The description, which says that you can start at any of the first 12 words, doesn't seem quite right; you can start on any of the first 8 words and it works, which seems amazing (but apparently isn'tâI haven't read the linked analysis), but starting at the 9th ('sitting') or the 11th ('her') will leap-frog you right over 'sister'. (I suppose it's debateable whether or not this 'works' starting at the 12th word, depending on whether you count starting there as winding up there.)
Ah, but unlike any other obligatory XKCD you tend to see on HN, the relevance here isn't in the comic but in the alt-text you get when you hover over the image.

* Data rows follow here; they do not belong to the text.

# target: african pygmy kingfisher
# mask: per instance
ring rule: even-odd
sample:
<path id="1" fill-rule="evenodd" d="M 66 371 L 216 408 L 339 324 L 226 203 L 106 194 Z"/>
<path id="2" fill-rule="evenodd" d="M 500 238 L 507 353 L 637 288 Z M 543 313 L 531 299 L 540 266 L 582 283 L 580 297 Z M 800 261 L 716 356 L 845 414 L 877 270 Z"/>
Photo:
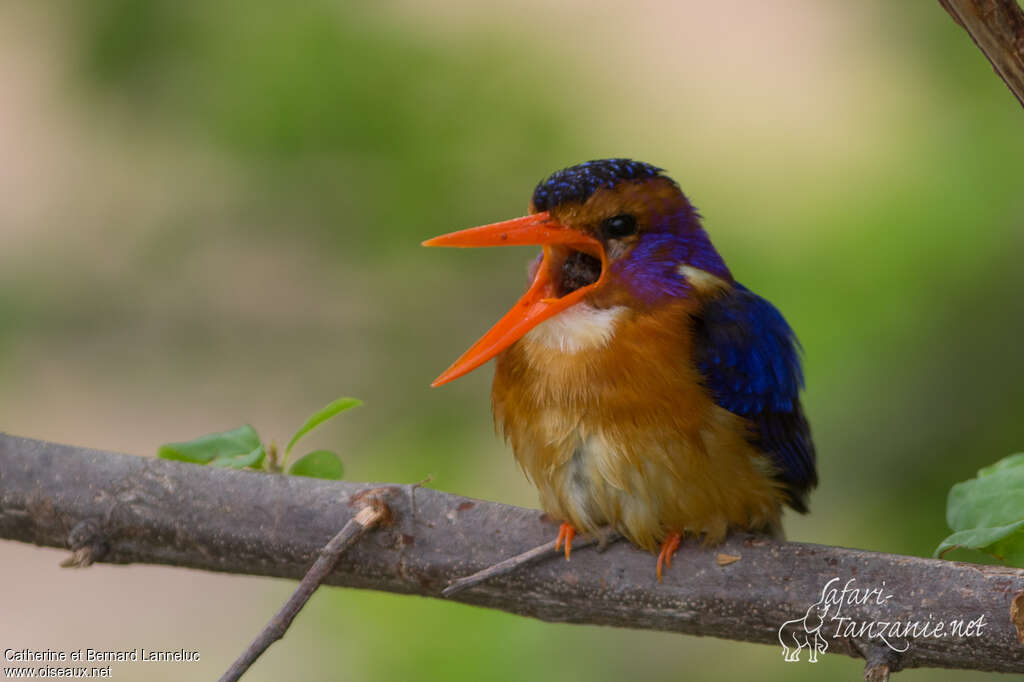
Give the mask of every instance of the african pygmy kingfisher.
<path id="1" fill-rule="evenodd" d="M 573 536 L 613 527 L 655 551 L 687 534 L 778 534 L 817 483 L 793 331 L 733 279 L 662 169 L 558 171 L 530 215 L 426 246 L 539 245 L 513 308 L 433 383 L 495 358 L 496 424 Z"/>

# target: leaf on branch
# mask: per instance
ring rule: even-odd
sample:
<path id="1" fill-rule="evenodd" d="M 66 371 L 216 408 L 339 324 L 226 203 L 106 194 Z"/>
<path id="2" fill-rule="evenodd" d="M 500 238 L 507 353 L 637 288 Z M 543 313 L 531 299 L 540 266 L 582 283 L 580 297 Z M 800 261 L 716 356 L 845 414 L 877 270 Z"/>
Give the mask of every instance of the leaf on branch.
<path id="1" fill-rule="evenodd" d="M 295 444 L 304 435 L 335 417 L 345 410 L 362 405 L 355 398 L 338 398 L 315 412 L 303 424 L 285 448 L 285 461 Z M 260 442 L 256 429 L 248 424 L 231 431 L 210 433 L 195 440 L 181 443 L 165 443 L 157 450 L 162 459 L 174 459 L 193 464 L 210 464 L 215 467 L 229 469 L 261 469 L 280 473 L 281 466 L 277 463 L 276 447 L 271 444 L 270 455 Z M 315 450 L 295 462 L 288 473 L 292 476 L 308 476 L 340 480 L 344 474 L 341 458 L 329 450 Z"/>
<path id="2" fill-rule="evenodd" d="M 214 457 L 210 461 L 210 466 L 221 467 L 222 469 L 244 469 L 246 467 L 258 469 L 263 464 L 263 458 L 266 454 L 263 446 L 260 445 L 252 452 L 247 452 L 244 455 Z"/>
<path id="3" fill-rule="evenodd" d="M 330 450 L 314 450 L 298 459 L 288 470 L 289 476 L 308 476 L 340 481 L 345 474 L 341 458 Z"/>
<path id="4" fill-rule="evenodd" d="M 935 556 L 961 547 L 1024 566 L 1024 453 L 978 471 L 949 491 L 946 522 L 954 531 Z"/>
<path id="5" fill-rule="evenodd" d="M 337 400 L 328 403 L 322 409 L 314 412 L 313 415 L 306 420 L 306 423 L 299 427 L 299 430 L 295 432 L 295 435 L 292 436 L 292 439 L 288 441 L 288 447 L 284 449 L 285 457 L 287 457 L 288 453 L 292 451 L 292 448 L 295 446 L 295 444 L 299 442 L 299 439 L 305 436 L 307 433 L 309 433 L 316 427 L 320 426 L 331 417 L 336 417 L 345 410 L 351 409 L 353 407 L 359 407 L 362 404 L 363 401 L 357 400 L 355 398 L 338 398 Z"/>
<path id="6" fill-rule="evenodd" d="M 256 429 L 246 424 L 231 431 L 210 433 L 183 443 L 166 443 L 160 446 L 156 454 L 162 459 L 174 459 L 195 464 L 211 464 L 216 463 L 216 460 L 233 460 L 243 455 L 253 457 L 254 461 L 262 461 L 263 446 Z M 232 465 L 217 463 L 217 466 Z"/>

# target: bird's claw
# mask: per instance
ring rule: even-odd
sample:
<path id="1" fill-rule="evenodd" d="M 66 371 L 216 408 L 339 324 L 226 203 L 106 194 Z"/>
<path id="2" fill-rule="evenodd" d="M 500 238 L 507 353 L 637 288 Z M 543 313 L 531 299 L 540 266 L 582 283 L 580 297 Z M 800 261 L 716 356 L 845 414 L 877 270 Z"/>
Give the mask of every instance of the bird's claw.
<path id="1" fill-rule="evenodd" d="M 569 560 L 569 554 L 572 552 L 572 539 L 576 537 L 576 529 L 570 526 L 568 523 L 563 523 L 558 527 L 558 537 L 555 539 L 555 551 L 557 552 L 562 547 L 562 542 L 565 542 L 565 560 Z"/>
<path id="2" fill-rule="evenodd" d="M 668 537 L 661 543 L 661 552 L 658 554 L 658 582 L 661 582 L 661 566 L 672 567 L 672 555 L 679 549 L 679 542 L 682 536 L 679 533 L 669 533 Z"/>

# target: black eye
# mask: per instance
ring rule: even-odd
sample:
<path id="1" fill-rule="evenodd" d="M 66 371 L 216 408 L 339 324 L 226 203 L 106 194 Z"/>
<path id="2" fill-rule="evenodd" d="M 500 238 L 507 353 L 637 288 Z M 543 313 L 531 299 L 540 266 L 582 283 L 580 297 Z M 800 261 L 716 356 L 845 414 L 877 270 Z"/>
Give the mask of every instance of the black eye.
<path id="1" fill-rule="evenodd" d="M 628 213 L 606 218 L 601 223 L 601 233 L 606 239 L 621 239 L 636 234 L 636 218 Z"/>

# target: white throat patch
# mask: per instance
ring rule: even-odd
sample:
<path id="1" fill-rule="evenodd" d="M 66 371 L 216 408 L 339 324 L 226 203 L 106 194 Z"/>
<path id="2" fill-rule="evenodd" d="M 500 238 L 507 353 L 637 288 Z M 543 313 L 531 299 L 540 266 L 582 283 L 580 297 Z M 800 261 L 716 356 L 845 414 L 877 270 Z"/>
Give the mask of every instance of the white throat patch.
<path id="1" fill-rule="evenodd" d="M 527 332 L 524 338 L 563 353 L 578 353 L 607 345 L 624 312 L 625 306 L 598 309 L 587 303 L 577 303 L 544 320 Z"/>

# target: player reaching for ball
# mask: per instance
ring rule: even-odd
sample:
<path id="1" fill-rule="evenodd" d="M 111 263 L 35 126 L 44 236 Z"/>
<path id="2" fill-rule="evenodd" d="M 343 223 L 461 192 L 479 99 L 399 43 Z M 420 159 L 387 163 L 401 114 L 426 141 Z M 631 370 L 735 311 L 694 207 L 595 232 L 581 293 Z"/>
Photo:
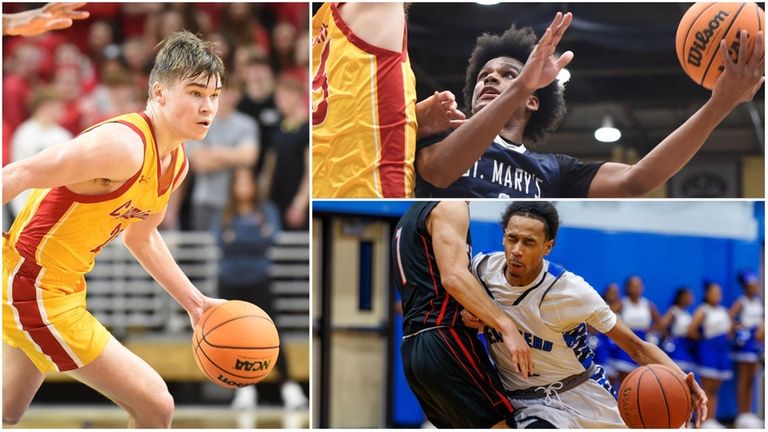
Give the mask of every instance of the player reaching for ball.
<path id="1" fill-rule="evenodd" d="M 571 19 L 570 13 L 565 15 L 565 28 Z M 554 47 L 545 53 L 544 41 L 555 39 L 548 34 L 538 46 L 533 30 L 514 25 L 501 36 L 478 38 L 464 84 L 471 116 L 459 128 L 417 143 L 417 197 L 643 196 L 683 168 L 714 128 L 736 106 L 751 100 L 764 80 L 763 32 L 757 32 L 754 49 L 748 52 L 742 31 L 736 61 L 721 42 L 725 69 L 709 100 L 650 153 L 634 165 L 583 163 L 527 147 L 541 144 L 565 114 L 563 88 L 554 80 L 573 54 L 555 59 L 550 52 Z"/>
<path id="2" fill-rule="evenodd" d="M 155 58 L 144 112 L 99 123 L 3 168 L 3 204 L 33 189 L 3 235 L 3 424 L 19 421 L 45 375 L 61 371 L 124 408 L 134 427 L 169 427 L 160 375 L 85 308 L 85 273 L 120 233 L 128 250 L 194 325 L 223 302 L 204 296 L 157 226 L 218 108 L 224 66 L 212 44 L 169 36 Z"/>
<path id="3" fill-rule="evenodd" d="M 555 245 L 559 223 L 549 202 L 514 202 L 502 216 L 504 251 L 481 253 L 472 260 L 472 272 L 532 348 L 536 373 L 522 379 L 501 347 L 503 336 L 484 328 L 501 381 L 517 409 L 518 427 L 626 427 L 605 371 L 594 362 L 587 325 L 605 333 L 637 363 L 659 363 L 678 373 L 693 395 L 698 426 L 707 415 L 707 398 L 693 374 L 686 375 L 658 347 L 617 320 L 584 279 L 544 259 Z M 482 327 L 468 311 L 462 317 L 468 326 Z"/>

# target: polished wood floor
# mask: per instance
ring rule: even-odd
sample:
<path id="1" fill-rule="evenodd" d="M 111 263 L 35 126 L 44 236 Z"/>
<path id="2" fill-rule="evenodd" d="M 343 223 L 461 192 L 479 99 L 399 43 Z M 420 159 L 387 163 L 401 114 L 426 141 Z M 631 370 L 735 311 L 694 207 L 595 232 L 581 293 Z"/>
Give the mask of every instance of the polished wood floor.
<path id="1" fill-rule="evenodd" d="M 124 428 L 128 415 L 120 408 L 89 405 L 43 405 L 29 408 L 15 429 Z M 235 411 L 225 406 L 177 406 L 173 428 L 217 429 L 305 429 L 309 427 L 307 410 L 286 411 L 281 407 L 257 407 Z"/>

While funny, I think that's not the same spirit. In some sense, the XKCD one is observing "if you ask 'why' enough times, then the answer is eventually 'philosophy'"; the fact that these links all lead to 'philosophy' is, in some sense, a (jointly if not singly) intentional human creation, and it has semantic meaning.
The Kruskal count is observing, on the other hand, that 'large' collections of data (even for values of 'large' that are quite small, by statistical measures) inevitably include apparently designed, but actually semantically meaningless, coincidences.
Hmm, let me try again. The fact that all Wikipedia articles eventually lead, by transitive linking, to 'philosophy' means something about philosophy; the fact that all trails from the first 12 words of Alice in Wonderland eventually lead, by letter-counting, to 'sister' means nothing about sisters.